By Rebecca Morelle
BBC News science reporter
An invasive frog species may be implicated in the spread of a fungus linked to global amphibian decline, research indicates.
The North American bullfrog has been introduced to many countries
Scientists writing in the journal Biology Letters found that non-native North American bullfrog populations routinely carry the chytrid fungus.
The deadly fungus has been implicated in many amphibian extinctions.
The scientists suggest the bullfrog may act as a vector because it can carry the fungus without developing disease.
The North American bullfrog (Rana catesbeiana) is the largest of the North American frogs, growing to 20cm (8in) in length and 0.5kg (1lb) in weight.
The bullfrog was initially introduced to countries around the world to be farmed for frog-legs, and was later imported as a pet or to decorate garden ponds. But it has since proven a scourge to many native frog species, either by competing with or even preying on them.
WHAT ARE AMPHIBIANS?
Group includes frogs, toads, salamanders and caecilians
First true amphibians evolved about 250m years ago
Adapted to many different aquatic and terrestrial habitats
Present today on every continent except Antarctica
Undergo metamorphosis, from larvae to adults
But this latest study also implicates the frog with the spread of a fungus which causes disease and death in many species of amphibians.
An international team of researchers analysed tissue samples from populations of bullfrogs introduced from their native North American regions into Brazil, Uruguay, UK, France, Italy and Japan, as well other regions of Canada and the US.
They discovered that the frogs in every country apart from Japan carried the chytrid fungus (Batrachochytrium dendrobatidis).

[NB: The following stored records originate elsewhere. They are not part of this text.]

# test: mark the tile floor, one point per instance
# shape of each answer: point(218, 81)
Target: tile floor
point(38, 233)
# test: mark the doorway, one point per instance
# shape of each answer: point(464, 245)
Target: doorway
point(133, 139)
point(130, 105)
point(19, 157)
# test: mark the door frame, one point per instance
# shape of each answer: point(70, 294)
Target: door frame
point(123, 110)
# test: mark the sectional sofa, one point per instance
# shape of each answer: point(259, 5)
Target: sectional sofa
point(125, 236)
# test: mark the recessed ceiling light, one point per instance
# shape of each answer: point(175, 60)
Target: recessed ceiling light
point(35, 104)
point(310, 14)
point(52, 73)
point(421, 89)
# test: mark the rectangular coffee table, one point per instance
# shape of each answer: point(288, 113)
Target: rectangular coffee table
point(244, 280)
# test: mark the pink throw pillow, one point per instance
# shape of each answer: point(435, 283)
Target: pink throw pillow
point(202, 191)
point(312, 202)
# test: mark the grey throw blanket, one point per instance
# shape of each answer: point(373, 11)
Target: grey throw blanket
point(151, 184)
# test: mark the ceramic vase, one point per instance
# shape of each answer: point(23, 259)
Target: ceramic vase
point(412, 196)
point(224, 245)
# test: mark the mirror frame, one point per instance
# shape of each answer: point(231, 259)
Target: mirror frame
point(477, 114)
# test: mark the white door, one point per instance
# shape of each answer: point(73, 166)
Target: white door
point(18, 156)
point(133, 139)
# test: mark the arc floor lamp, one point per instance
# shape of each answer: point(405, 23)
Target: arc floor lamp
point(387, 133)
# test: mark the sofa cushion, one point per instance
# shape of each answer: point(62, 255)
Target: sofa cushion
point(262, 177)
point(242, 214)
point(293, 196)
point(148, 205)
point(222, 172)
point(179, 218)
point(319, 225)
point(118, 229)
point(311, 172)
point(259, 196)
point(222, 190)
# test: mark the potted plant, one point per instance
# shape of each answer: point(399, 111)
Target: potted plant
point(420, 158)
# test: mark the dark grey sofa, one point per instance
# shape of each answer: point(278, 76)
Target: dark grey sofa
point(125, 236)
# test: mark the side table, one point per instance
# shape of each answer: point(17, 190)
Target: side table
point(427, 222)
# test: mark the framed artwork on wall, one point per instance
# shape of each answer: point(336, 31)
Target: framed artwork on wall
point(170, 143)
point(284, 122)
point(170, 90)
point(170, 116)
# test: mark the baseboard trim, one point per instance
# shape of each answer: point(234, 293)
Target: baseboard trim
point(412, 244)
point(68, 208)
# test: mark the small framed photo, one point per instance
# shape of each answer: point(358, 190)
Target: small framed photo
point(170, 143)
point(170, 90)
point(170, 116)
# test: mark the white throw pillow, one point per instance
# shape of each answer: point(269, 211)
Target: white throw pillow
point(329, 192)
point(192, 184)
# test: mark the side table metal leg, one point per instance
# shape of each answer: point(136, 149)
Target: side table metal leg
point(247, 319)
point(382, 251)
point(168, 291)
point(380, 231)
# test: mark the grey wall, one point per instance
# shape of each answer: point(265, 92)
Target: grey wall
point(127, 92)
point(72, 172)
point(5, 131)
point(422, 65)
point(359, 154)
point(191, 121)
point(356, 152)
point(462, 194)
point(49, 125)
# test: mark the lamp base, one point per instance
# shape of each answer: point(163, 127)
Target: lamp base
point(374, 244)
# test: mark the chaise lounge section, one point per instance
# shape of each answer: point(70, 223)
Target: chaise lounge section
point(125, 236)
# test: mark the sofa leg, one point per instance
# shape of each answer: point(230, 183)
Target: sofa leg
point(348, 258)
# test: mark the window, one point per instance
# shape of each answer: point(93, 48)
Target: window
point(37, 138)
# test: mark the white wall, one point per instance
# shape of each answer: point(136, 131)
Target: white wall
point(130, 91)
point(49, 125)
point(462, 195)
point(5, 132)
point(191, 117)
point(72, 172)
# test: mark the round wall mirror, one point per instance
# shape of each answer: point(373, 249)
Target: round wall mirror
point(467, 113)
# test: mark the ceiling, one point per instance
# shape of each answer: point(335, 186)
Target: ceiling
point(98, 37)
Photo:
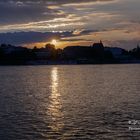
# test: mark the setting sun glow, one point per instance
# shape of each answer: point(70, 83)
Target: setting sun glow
point(54, 42)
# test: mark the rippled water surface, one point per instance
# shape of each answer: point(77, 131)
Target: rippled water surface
point(69, 102)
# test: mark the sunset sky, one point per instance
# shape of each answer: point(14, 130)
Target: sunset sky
point(70, 22)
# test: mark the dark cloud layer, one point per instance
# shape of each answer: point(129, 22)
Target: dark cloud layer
point(18, 38)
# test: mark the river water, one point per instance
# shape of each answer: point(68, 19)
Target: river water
point(74, 102)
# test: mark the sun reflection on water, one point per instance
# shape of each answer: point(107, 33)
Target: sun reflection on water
point(55, 107)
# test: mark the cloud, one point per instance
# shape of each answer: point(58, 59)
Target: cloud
point(18, 38)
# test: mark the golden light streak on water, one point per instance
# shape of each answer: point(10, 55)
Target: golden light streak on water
point(55, 107)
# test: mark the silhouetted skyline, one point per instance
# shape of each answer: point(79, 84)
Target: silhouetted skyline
point(71, 22)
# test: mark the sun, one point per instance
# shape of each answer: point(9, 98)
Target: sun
point(54, 42)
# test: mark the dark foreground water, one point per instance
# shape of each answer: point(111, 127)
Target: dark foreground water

"We have shown that introduced bullfrogs consistently carry the fungus in the wild," explained Dr Trent Garner, lead author of the paper and a wildlife epidemiologist from the Zoological Society of London.

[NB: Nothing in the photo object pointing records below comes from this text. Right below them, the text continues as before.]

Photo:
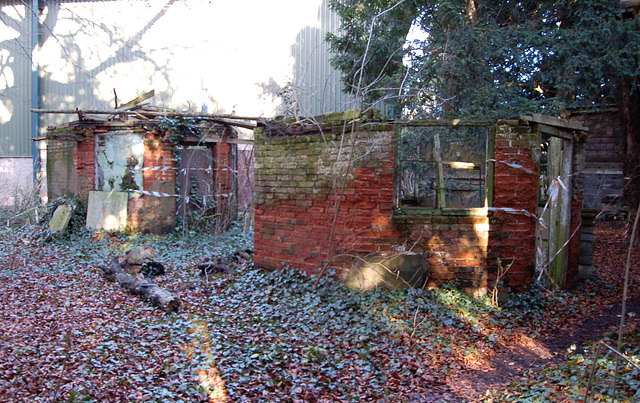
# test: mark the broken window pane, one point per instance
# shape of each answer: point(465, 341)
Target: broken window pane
point(442, 166)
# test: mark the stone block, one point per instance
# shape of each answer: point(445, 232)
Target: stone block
point(61, 218)
point(396, 272)
point(107, 210)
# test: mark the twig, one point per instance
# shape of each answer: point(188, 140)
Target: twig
point(592, 374)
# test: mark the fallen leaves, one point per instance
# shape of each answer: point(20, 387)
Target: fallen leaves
point(68, 335)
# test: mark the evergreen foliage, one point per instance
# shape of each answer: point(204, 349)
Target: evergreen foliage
point(488, 58)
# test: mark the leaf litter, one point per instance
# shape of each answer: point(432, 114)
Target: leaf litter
point(69, 335)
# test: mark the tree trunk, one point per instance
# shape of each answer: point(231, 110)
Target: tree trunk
point(139, 285)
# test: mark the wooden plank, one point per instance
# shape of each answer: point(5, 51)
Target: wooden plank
point(191, 140)
point(555, 122)
point(138, 99)
point(555, 132)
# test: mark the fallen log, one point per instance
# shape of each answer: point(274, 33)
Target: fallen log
point(139, 285)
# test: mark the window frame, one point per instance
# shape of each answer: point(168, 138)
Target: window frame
point(401, 210)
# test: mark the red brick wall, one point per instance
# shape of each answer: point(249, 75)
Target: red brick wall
point(512, 237)
point(76, 174)
point(223, 185)
point(84, 164)
point(296, 200)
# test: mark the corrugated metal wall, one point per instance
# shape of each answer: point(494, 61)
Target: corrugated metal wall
point(319, 85)
point(15, 80)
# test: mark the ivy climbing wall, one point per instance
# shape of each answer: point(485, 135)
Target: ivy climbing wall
point(324, 196)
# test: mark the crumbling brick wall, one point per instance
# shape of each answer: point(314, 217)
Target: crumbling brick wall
point(71, 170)
point(305, 193)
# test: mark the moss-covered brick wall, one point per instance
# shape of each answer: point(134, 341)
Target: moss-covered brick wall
point(301, 181)
point(71, 170)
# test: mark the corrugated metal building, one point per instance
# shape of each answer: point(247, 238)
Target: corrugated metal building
point(249, 57)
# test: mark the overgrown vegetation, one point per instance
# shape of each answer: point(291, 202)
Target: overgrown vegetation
point(68, 335)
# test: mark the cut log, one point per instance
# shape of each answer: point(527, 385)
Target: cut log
point(139, 285)
point(225, 264)
point(142, 260)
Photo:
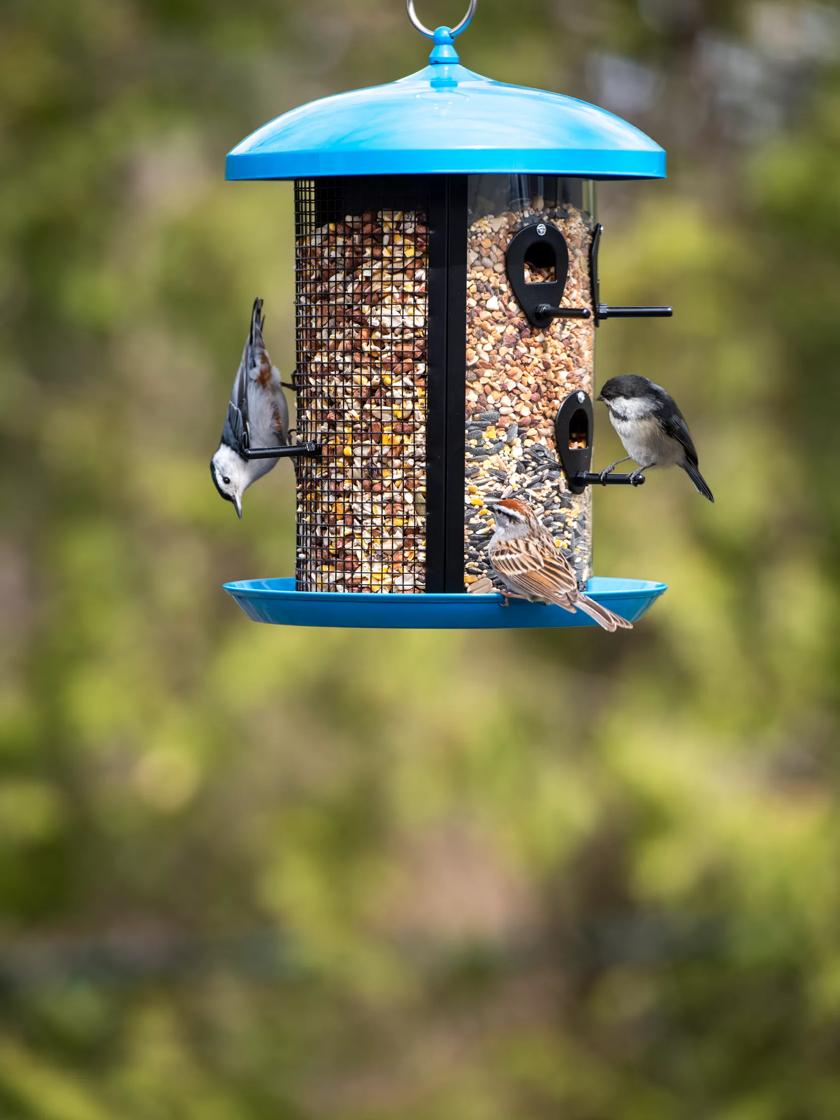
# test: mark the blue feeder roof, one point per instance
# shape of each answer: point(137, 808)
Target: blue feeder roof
point(447, 120)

Previous research, he said, has revealed that although bullfrogs can be infected with the fungus, they do not go on to develop disease - unlike many other species of amphibians.
"We cannot say for certain that this means they have carried the chytrid fungus all around the planet. But it does mean that if you are going to treat introduced bullfrogs as an invasive species you really have to treat their diseases as invasive as well," he told the BBC News website.
Amphibians around the globe are in dramatic decline. The Red List of Threatened Species and the Global Amphibian Assessment put about one third of all amphibian species at high risk of extinction.
The chytrid fungus has been suggested as a key candidate for these dwindling numbers.
It clings to the skins of amphibians, causing a disease called chytridiomycosis, although the exact cause of death is still to be determined.
This is not the first time human intervention has been linked to the spread of the fungus.
The export of the South African clawed frog, Xenopus laevis, in the 1930s and 1940s to Europe for use in pregnancy tests has been suggested as a possible origin of the epidemic.